Ora, no livro Uma Longa Viagem com Vasco Pulido Valente, da autoria do jornalista João Céu e Silva, o memorável historiador, já em fim de vida, assume que tinha sido informado pelos amigos mais próximos que “atirar a pedra ao próximo constituía um exercício seguro e, por implicação, cobarde". Entre lamentos vários por ter perdido tanto tempo de vida em tricas que o impediram de nos ter deixado uma obra completa sobre a História do século XIX, Vasco Pulido Valente, exímio na arte de ser do contra, dá-nos o seu maior contributo mesmo antes de um último suspiro: não somos heróis porque esses não são cobardes.

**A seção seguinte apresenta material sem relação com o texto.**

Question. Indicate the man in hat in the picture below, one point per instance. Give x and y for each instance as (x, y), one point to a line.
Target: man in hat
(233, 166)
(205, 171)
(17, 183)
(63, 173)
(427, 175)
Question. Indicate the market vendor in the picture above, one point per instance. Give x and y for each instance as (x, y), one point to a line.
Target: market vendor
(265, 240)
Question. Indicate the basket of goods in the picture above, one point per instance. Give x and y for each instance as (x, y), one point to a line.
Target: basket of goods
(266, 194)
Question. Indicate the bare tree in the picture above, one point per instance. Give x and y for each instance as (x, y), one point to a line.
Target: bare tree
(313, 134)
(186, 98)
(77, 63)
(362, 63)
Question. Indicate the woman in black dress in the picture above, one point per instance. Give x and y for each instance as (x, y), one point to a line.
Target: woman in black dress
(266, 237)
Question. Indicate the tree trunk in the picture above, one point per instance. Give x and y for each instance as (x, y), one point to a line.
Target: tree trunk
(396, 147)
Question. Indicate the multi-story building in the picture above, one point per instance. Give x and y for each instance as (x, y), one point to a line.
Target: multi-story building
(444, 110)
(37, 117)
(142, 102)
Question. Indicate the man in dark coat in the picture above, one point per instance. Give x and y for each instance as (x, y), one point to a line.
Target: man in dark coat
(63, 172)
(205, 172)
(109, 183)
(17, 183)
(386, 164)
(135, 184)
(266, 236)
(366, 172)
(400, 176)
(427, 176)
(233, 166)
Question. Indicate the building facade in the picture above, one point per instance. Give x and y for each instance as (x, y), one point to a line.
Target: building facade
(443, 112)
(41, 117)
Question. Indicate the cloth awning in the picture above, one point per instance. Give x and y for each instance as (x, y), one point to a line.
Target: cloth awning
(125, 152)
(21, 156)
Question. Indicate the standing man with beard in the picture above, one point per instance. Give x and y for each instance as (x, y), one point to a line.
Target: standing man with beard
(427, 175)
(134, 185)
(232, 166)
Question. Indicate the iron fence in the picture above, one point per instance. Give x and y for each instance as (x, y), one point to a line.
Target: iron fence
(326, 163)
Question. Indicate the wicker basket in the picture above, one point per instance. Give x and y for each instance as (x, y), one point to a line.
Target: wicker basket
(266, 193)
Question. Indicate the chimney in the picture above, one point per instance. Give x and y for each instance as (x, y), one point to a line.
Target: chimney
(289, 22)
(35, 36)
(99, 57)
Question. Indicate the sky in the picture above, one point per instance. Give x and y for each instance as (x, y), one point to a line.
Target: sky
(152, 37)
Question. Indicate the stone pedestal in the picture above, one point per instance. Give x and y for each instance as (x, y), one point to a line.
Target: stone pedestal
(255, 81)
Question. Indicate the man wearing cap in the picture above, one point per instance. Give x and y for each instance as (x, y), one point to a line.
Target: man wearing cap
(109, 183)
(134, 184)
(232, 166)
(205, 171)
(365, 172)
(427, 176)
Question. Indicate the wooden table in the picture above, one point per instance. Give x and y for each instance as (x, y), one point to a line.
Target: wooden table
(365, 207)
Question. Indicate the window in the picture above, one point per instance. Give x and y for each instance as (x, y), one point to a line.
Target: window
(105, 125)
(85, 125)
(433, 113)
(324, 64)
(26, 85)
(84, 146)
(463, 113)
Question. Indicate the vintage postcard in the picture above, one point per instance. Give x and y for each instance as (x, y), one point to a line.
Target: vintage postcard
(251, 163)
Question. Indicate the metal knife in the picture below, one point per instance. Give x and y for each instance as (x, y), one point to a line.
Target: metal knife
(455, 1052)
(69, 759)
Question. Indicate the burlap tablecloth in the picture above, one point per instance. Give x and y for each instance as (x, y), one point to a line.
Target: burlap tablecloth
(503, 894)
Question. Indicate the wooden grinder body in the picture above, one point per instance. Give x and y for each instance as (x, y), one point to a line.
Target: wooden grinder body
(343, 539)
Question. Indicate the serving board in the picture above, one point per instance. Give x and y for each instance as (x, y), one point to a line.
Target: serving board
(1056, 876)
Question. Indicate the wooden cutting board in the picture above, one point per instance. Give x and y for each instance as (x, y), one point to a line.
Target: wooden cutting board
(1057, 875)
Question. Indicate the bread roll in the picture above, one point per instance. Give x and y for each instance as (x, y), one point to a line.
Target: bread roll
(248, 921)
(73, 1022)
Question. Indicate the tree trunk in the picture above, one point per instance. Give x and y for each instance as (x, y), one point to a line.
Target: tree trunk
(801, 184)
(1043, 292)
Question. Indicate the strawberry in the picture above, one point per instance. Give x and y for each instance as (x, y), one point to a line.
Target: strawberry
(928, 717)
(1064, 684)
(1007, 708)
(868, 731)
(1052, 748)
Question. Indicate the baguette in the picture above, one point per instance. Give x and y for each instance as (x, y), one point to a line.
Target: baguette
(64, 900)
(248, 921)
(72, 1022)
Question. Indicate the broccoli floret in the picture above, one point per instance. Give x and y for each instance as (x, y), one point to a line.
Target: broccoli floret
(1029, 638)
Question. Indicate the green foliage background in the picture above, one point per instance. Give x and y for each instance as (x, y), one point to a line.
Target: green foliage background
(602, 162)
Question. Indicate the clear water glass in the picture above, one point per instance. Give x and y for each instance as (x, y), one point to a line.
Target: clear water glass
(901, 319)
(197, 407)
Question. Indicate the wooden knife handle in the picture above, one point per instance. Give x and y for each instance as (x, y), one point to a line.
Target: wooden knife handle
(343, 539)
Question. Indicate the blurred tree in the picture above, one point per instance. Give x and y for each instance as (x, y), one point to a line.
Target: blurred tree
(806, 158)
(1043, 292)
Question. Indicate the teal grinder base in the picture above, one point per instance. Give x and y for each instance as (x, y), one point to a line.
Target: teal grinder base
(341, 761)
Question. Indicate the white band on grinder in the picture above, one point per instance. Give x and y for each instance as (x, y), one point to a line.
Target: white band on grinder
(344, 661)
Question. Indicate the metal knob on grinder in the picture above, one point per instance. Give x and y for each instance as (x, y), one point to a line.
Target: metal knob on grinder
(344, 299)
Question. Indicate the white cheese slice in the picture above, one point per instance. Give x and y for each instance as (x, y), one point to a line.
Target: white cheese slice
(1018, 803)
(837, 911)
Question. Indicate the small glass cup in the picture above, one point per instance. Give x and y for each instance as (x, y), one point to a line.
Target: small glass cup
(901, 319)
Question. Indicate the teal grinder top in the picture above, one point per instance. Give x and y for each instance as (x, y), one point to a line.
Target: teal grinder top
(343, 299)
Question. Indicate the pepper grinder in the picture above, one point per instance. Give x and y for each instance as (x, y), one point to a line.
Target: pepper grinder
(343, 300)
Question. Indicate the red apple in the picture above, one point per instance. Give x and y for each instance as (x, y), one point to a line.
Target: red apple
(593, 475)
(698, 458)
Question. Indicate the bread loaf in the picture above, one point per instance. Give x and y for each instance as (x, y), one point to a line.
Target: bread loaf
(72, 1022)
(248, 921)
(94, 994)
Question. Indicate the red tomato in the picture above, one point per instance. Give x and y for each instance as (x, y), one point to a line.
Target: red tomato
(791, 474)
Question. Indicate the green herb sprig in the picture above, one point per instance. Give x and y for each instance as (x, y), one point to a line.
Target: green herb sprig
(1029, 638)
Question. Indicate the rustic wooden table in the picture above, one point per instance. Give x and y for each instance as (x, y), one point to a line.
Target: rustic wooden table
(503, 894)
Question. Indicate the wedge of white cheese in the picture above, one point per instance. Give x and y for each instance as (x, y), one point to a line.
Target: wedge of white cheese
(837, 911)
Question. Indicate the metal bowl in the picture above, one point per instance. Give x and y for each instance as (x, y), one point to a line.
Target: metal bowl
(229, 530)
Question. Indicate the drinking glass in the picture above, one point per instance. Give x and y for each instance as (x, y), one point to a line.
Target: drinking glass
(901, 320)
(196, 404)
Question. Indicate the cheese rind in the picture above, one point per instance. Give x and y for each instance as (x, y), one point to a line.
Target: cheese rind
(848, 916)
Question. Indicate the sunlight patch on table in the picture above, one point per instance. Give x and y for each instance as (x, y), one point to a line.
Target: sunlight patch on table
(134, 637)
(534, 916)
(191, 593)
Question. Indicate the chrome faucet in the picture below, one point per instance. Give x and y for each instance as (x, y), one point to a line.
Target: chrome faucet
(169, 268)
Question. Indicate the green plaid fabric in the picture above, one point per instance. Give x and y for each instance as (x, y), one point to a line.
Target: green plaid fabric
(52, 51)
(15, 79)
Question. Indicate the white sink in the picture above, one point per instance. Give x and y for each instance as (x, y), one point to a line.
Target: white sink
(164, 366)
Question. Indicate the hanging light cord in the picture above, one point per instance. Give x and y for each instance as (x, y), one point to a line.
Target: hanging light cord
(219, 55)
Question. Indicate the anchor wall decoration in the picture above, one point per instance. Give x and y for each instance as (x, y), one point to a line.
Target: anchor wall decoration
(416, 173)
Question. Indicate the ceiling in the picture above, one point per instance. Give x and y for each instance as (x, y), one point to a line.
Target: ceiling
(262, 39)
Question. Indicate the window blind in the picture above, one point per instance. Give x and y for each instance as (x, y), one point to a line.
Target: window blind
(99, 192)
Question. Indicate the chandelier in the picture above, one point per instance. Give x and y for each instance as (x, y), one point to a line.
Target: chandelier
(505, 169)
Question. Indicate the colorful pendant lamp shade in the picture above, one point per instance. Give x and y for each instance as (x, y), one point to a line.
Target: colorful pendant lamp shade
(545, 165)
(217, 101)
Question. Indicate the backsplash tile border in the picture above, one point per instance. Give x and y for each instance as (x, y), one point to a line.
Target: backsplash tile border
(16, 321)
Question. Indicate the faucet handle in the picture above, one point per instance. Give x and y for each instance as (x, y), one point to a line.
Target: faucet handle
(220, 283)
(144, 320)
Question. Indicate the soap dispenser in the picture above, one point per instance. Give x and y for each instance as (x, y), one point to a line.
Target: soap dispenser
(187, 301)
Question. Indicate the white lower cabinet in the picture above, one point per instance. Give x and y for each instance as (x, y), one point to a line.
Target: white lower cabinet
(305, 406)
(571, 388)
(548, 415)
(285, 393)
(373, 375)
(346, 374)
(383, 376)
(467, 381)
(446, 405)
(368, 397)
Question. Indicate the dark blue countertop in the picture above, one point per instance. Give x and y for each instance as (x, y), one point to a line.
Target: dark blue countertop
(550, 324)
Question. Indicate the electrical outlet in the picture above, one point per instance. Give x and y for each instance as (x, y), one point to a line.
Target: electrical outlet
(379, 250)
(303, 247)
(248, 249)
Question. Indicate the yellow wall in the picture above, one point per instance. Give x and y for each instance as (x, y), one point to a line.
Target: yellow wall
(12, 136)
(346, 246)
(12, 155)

A devoção à arte de ser do contra impede o artista de vestir o papel de herói, sobrando-lhe os de vilão ou anti-herói. Hoje, em tempos de extremismos e negacionismos, o papel de vilão é ingrato e até inútil para quem não está interessado em confundir regime e sistema. Contudo, o amor incondicional que receberá de uma facção poderá ser suficientemente acolhedor para suportar os ataques provenientes de quem tem tempo para odiar. Restando o papel de anti-herói, aquele que luta a boa luta por fora dos holofotes, apenas lhe é dada uma garantia: mesmo que seja campeão, ninguém o vai levar em ombros até à imortalidade.